Committee Chair Laura Nelson said the Committee currently has two roles at the University, the first of which involves several smaller projects to inform students of current Committee projects. The second goal involves the Committee addressing issues that have been raised in the last few years by students and the University’s Public Service Advisory Board created last spring. The new Committee hopes to deliver a presentation to the board in April about what programs and initiatives should be institutionalized, Nelson said.
“They want to hear from the Student Council and the Committee and all of us to see what we can use at U.Va in terms of public services and other resources,” she said.
Nelson noted that the Committee is now working to create a central online resource for students to obtain information about activities and opportunities available at the University.
“There’s a lot going on at U.Va in terms of civic engagement — whether it’s for research to new CIOs, to events or internship opportunities,” she said. “There’s a lot going on and it’s really hard to navigate ... There’s a group that’s compiling everything that’s going on here and putting all that information in one place and ... [making it] accessible to all students.”
Second-year Engineering student Manoj Kunthu believes such a resource would be useful.
“I would use it,” Kunthu said. “I often find myself having a lot of free time, so I think I’d benefit from building my resume with tools from such a Web site.”
Nelson said she hopes the information will be consolidated into a Web site that will hopefully be available in the fall with support from Director of Technology Services Chris Husser and the Public Services Advisory Board Technology Committee.
Nelson said another goal of the Committee is to increase student outreach, particularly to first-year students.
“There’s another group focused on student outreach so that when first-years get here, they know all the different ways they can get involved in the community,” she said, adding that the Committee hopes to create a civic engagement fair that would present all the opportunities available to first-year students.
Garrett Trent, head of the Connections Within Charlottesville Committee — a subcommittee of the Civic Engagement Committee — said he hopes the Committee will allow ample opportunities to reexamine the notion of civic engagement.
“We want to establish long-term connections [and] take an innovative look at civic engagement and learn how we can combine what we do at U.Va ... to what we do in the community,” Trent said.
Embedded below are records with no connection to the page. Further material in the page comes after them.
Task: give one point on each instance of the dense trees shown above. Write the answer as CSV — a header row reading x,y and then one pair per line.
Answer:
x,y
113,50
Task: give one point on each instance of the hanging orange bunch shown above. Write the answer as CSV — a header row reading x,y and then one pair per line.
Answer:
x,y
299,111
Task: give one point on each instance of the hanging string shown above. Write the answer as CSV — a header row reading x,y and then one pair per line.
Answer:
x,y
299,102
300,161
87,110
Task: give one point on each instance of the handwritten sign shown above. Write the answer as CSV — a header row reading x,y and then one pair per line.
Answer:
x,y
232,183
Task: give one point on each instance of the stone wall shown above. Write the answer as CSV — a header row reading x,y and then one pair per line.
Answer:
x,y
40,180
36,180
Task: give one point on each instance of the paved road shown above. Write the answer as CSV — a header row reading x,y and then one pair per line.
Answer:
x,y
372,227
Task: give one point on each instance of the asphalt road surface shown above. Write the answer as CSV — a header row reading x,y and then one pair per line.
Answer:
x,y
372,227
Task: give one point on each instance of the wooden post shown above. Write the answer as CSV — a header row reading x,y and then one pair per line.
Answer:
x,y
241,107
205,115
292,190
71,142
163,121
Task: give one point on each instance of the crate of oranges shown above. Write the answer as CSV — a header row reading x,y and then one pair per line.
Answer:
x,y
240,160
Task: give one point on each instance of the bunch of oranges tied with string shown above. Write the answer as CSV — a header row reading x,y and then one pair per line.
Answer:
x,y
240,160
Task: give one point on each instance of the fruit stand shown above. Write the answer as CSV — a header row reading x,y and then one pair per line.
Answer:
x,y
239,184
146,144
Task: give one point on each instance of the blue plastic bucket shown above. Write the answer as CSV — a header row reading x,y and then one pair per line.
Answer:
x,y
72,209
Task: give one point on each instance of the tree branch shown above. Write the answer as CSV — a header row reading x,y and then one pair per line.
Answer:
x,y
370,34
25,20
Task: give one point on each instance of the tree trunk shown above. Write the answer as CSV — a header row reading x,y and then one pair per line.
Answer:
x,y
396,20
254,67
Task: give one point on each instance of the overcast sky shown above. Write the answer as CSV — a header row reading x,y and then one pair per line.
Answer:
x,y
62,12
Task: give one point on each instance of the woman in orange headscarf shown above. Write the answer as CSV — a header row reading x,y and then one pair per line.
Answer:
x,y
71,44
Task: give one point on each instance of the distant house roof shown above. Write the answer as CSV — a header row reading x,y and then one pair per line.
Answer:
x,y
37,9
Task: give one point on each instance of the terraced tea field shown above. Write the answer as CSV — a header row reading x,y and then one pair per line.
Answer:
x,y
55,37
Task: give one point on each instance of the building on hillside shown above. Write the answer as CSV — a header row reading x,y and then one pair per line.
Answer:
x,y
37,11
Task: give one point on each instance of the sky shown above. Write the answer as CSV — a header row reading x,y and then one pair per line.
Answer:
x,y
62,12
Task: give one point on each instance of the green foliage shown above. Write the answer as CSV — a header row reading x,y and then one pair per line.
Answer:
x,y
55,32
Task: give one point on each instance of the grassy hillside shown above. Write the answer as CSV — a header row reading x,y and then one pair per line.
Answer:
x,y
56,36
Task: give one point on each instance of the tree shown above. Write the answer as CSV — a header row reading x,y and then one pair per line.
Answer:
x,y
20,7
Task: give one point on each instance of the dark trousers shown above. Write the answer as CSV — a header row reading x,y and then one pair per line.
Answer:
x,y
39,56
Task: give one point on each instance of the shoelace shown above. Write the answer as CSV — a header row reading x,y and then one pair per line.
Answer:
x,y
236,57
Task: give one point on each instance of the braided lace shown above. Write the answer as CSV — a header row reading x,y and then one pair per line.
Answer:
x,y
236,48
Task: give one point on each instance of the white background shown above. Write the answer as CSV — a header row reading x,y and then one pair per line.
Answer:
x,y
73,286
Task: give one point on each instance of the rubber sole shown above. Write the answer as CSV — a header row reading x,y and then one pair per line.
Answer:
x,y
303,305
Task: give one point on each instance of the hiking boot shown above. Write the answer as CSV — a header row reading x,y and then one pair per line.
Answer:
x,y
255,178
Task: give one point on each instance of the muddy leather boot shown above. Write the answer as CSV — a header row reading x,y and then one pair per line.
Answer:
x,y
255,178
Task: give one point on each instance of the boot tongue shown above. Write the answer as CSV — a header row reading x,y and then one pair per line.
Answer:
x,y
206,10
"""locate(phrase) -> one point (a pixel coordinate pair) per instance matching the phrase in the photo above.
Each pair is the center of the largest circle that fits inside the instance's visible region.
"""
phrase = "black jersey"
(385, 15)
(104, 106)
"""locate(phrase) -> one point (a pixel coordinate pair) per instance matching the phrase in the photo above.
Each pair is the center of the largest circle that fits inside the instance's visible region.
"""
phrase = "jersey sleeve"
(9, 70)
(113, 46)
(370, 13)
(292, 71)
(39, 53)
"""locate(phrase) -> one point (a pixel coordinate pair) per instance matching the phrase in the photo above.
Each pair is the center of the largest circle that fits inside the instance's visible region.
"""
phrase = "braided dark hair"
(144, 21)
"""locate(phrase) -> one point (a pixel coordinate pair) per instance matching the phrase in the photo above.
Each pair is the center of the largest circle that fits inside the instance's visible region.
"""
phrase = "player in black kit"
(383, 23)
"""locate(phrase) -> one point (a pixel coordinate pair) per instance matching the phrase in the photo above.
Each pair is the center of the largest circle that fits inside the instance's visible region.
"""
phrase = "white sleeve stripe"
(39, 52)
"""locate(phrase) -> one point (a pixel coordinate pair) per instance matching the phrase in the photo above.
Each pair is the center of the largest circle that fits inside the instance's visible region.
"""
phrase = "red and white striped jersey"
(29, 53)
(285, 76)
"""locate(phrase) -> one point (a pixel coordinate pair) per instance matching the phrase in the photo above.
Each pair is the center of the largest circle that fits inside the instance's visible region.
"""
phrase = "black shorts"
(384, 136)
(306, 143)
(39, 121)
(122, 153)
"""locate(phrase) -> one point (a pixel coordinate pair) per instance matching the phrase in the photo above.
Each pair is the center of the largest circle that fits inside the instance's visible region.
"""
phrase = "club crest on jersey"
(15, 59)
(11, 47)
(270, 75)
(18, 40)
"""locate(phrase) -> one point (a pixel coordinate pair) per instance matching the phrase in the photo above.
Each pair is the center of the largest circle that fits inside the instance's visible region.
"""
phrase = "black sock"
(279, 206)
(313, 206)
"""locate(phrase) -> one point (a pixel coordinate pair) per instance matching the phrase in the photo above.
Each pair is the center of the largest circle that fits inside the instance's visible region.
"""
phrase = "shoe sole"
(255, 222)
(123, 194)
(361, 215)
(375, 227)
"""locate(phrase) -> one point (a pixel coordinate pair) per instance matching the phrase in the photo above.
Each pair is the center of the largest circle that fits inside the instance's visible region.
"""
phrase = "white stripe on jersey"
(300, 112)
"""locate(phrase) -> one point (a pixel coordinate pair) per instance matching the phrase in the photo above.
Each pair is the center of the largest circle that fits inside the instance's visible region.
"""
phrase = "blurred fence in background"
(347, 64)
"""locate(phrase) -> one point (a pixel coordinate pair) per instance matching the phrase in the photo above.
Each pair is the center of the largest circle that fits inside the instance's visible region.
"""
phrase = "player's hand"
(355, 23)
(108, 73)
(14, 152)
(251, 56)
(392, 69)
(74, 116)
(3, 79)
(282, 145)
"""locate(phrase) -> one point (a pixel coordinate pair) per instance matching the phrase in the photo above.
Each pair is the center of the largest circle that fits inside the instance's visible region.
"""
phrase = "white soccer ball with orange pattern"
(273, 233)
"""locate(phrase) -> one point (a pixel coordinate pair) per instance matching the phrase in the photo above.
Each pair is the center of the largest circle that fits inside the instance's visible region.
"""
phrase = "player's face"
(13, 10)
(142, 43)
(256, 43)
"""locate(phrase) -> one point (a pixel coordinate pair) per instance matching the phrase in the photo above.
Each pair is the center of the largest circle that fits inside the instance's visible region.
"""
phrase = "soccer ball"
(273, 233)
He noted that his subcommittee already has several projects in the works, including the creation of a homeless soccer team and a trash cleanup in April, as part of a joint-effort with the Hope Community Center.
Nelson added, however, that the Committee is not primarily focused on creating new projects, but on creating a better avenue for informing students of already existing and beneficial opportunities.
“I think a part of it is finding a way to have all students know about all the things that are already here and realize that there are a lot of ways to get involved and making it easier to do that,” she said.